AUSTIN - Texas public pensions said moving away from traditional defined-benefit plans wouldn’t shrink their unfunded liabilities, in contrast to money-saving steps to end lifetime guarantees by states from Rhode Island to Kansas.
The state’s $110.3 billion Teacher Retirement System released a study saying that switching to a 401(k)-style defined-savings plan may cut payments to retirees. The fifth- largest U.S. public pension by assets said Aug. 31 that the change also would widen a $24 billion gap between promised benefits and projected assets to $36 billion.
The teacher plan’s report and a second study issued yesterday by the $22.1 billion Employee Retirement System of Texas contrast with projected savings and unfunded liability cuts for pensions in Rhode Island, Kansas and Louisiana, which made such changes. All three place in the top 10 among states with the highest gaps between assets and future obligations, according to a Bloomberg Rankings study of 2010 data.
“There’s a lot of visibility on this issue nationally, and there’s a push for change in Texas,” said state Representative Vicki Truitt, a Southlake Republican who leads the House Pensions and Investments Committee. The reports set the stage for a debate by Lone Star State legislators next year.
“This is going to be a hot issue” when lawmakers convene in January, Truitt said. Her panel will take up the reports Sept. 12.

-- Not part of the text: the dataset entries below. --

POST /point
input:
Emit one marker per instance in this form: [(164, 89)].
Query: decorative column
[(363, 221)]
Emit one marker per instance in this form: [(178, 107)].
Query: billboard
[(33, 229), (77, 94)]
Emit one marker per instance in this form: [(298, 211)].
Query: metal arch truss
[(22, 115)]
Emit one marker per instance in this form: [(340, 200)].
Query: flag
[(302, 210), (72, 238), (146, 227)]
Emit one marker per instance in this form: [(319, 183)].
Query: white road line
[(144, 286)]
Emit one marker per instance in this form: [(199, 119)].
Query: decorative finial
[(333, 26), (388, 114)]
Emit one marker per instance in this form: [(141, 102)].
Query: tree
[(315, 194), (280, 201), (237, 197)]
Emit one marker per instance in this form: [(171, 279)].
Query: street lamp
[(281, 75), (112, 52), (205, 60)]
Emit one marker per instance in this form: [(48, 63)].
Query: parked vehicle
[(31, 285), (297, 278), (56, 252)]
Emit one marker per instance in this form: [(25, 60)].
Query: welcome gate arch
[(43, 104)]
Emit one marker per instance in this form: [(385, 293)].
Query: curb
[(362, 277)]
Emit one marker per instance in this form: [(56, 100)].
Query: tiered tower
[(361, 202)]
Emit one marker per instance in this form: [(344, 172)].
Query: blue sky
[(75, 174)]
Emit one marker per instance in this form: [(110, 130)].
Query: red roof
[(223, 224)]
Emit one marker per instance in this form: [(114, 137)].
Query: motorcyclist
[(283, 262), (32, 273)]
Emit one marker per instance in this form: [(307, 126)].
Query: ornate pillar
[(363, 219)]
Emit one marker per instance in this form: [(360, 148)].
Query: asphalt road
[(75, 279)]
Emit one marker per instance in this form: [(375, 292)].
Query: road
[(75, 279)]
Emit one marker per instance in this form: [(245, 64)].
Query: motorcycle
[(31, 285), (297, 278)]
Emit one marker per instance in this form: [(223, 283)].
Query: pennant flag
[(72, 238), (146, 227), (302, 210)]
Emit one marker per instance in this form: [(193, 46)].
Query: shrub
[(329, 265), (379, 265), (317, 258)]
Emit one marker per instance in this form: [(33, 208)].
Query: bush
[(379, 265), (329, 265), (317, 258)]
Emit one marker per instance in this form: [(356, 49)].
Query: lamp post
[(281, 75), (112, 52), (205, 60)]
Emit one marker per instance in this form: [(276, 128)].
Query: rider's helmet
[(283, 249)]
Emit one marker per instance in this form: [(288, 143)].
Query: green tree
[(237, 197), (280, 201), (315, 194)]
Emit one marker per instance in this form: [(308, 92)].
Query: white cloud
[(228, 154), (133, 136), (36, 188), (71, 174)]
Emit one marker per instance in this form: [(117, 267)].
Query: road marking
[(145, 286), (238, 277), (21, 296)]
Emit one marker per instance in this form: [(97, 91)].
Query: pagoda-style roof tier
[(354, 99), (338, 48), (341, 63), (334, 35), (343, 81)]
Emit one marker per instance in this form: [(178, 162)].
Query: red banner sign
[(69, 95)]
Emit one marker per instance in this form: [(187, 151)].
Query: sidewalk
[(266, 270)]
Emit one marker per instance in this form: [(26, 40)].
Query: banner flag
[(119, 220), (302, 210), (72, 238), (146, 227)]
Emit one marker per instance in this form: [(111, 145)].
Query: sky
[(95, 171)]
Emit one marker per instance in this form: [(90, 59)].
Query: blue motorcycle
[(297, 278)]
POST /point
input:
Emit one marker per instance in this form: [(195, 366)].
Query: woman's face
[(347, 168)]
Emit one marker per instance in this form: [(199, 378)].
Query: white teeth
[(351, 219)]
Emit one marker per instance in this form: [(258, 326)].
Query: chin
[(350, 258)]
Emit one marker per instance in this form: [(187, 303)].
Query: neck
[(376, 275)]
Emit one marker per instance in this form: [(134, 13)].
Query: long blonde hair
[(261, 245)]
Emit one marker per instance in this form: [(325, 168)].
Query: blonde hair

The Legislature in the second-biggest U.S. state by population ordered the pensions to study alternative ways to meet their obligations. Moving away from the current system, which guarantees retirees set monthly payments for life, would be the biggest change in the two plans, which cover 1.5 million beneficiaries combined.
Rhode Island, seen as one model for taking steps to lower costs, last year mandated a 401(k)-style plan for newly hired workers and suspended cost-of-living increases for current retirees, moves projected to help save about $3 billion a year. Kansas adopted a similar approach, mandating cash-balance plans for workers hired after December 2014, according to the National Conference of State Legislatures.
Louisiana will switch all employees to defined-savings plans, the group said. New York will offer a defined-savings program to nonunion workers who earn at least $75,000.
Retiree benefits “are really a form of deferred compensation that shift the risk from workers to the taxpayers, and as we’ve seen with pension systems across the country, sometimes taxpayers end up with a pretty steep bill,” said Chuck DeVore, a spokesman for the Texas Public Policy Foundation, a research and lobbying group in Austin.